Но первой увидела, конечно же, проклятая любовница графа. Первой пришла под своды. Первой подняла рыжую голову, грязная шлюха, точно так же, как сам Идо, высоко взлетевшая лишь благодаря чьей-то длани на плече. Сафира Эрбиго долго глядела на черные фрески, глядела на сгорбленные людские фигурки и сияющие точки звезд… Закат догорел, звезды померкли. Архитектор сказала:
– Они именно такие, какими должны быть. Молодец, Идо. Ты достойный ученик.
Идо склонился перед ней, вместо того чтобы плюнуть в лицо.
«Такие, какими должны быть. Такие… заурядные? Предсказуемые?»

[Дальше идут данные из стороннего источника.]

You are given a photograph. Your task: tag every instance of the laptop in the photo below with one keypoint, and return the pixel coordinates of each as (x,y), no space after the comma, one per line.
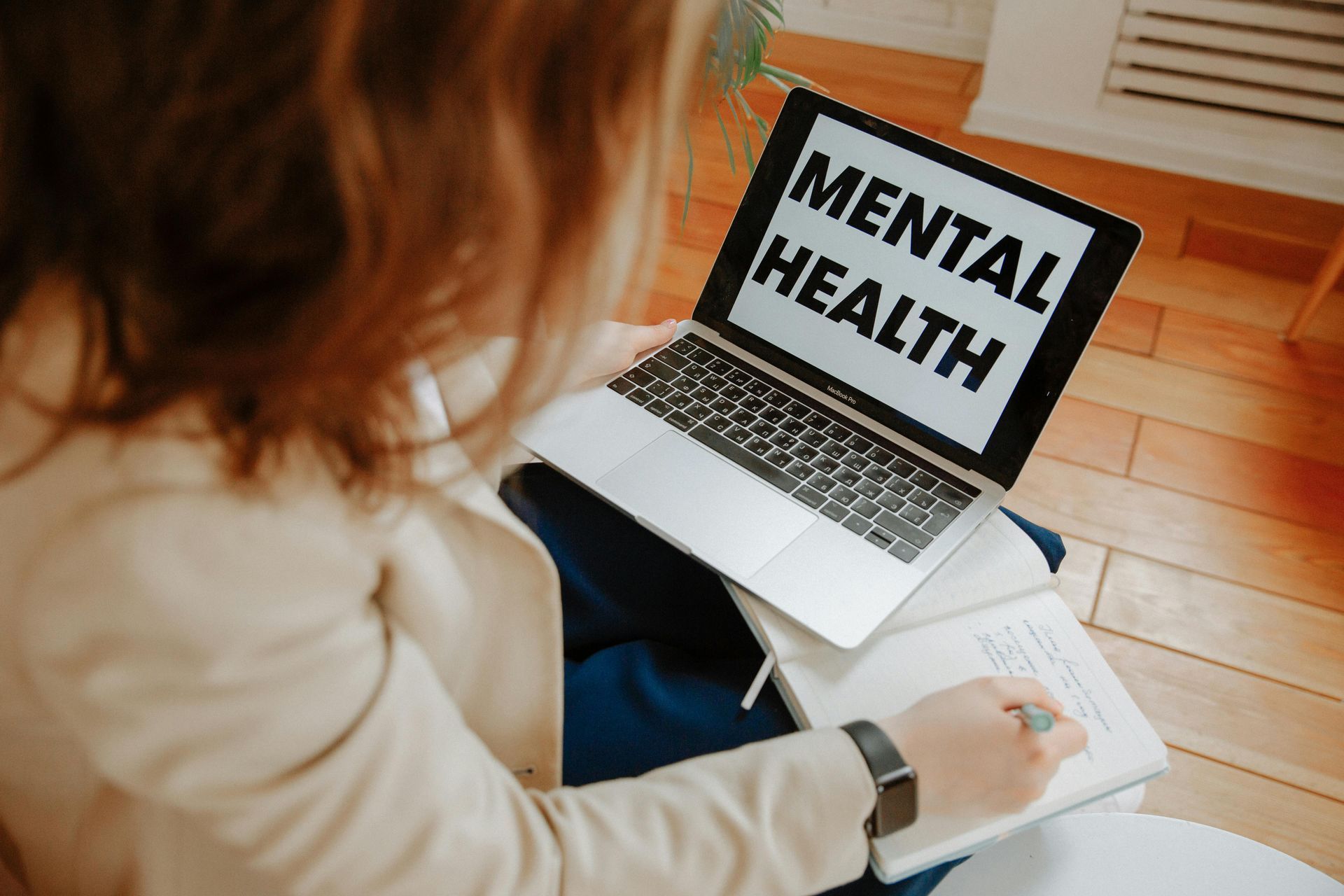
(881,342)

…Сегодня Идо снова увидел это и даже подскочил на постели, но тут же понял: разбудил его не только дурной сон. В доме топали и дребезжали, в душной ночи плыл странный запах, от него слезились глаза. Но Идо никак не мог осознать его природу, она упрямо ускользала из разгоряченного рассудка. Тогда Идо снова подумал о сне: о капелле, о словах женщины, спятившей со смертью любовника и теперь слоняющейся по городу в обносках. Как звенит ее пояс из монет… Как она скалится улыбкой, предрекая кому-нибудь: «Завтра умрешь, я знаю, мне сказал бог». Сафиру Эрбиго нашли кошмары с фресок Идо. Нашли и сожрали. Он проклял ее, проклял, хотя в тот миг склонил голову, а позже принял причитающуюся плату. Поняла ли она? Что бы она предрекла ему?
Запах, кислый мерзкий запах… бездумно обтирая лицо влажной губкой, надеясь найти прохладу, Идо наконец понял: пахнет дымом, и ветер несет вонь явно с моря. Что горит? Медленно повернув голову к окну, Идо запоздало, почти отстраненно понял: там нет кое-чего знакомого, точнее, это «кое-что» изменилось. Но как… оцепенение схлынуло. Тело действительно прошиб холод, губка выпала из руки. Фиолетовый маяк. Огромный центральный купол с открытой площадкой, витой сосуд из подсвеченного стекла, символизирующий ту самую свечу Короля Кошмаров. Купол не сиял привычной ворожбой, а лишь чернел силуэтом на фоне неба. И, кажется, содрогался.
– Элеорд! – закричал Идо, прежде чем понял, что кричит. Ему ответила тишина. Соседняя спальня явно была пуста, ведь такой вопль чуткий Мастер точно бы услышал, Идо знал это с детства. – Кто-нибудь!.. – Он метнулся вправо, влево.
Да где все слуги? На этаже всегда кто-то ночевал на случай, если что-нибудь понадобится. Идо прислушался и понял: топот и дребезжание внизу тоже стихли. Но он обо всем догадался, передумав выходить в коридор и подскочив вместо этого к окну. Слишком много фигур металось по саду, с кем-то сражаясь, а еще целые их потоки вливались в переулки и бежали в направлении мыса. И все орали, орали на разные голоса:
– ЭЛЕОРД! – в тщетной надежде закричал Идо громче, все-таки метнувшись из спальни в коридор, забарабанив в чужую дверь.
Но он уже почти точно знал: Мастера нет не только в спальне, его нет даже в доме. И в саду.
Мысли метались, озноб все бил. Он не мог, не мог, просто не должен был пойти туда! Он говорил: камень – лишь камень. Но его смятая постель пустовала, и всюду валялись вещи, будто он спешно искал что-то, и главное, не было ножа, его кичливого кинжала с жемчужной рукоятью, подаренного кем-то из дальних друзей!
Уже скоро Идо бежал через сад прочь, бежал, чтобы слиться с толпами на улице. Его иногда узнавали: одни пытались ударить, другие, защищая, проталкивали вперед. Идо все вертел головой, вглядывался в пьяные от злости лица, выхватывал отдельные фигуры – нарядных вельмож, жрецов в золотых балахонах, знакомых художников и скульпторов, чьи злорадные ухмылки буквально подсвечивали сумасшедший путь. Один – бывший ученик Мастера – подставил подножку в гуще людей на подъеме к мысу, Идо упал, разбил подбородок, но, быстро вскочив, схватил этого вертлявого рыжего юнца за ворот.
– Ты с ума сошел! Ты-то почему здесь?
Вокруг дрались: снова, как в страшный день гибели графской семьи, всюду царила кровавая толчея, одна толпа пыталась не пропустить дальше другую, а вернее, пропускать лишь своих. Рыжий – Раффен, кажется, – своим явно не был. Встретившись глазами с бешеным взглядом Идо, он криво усмехнулся.
– Да вас озолотили за это уродство! Я сделал бы лучше, но меня не позвали!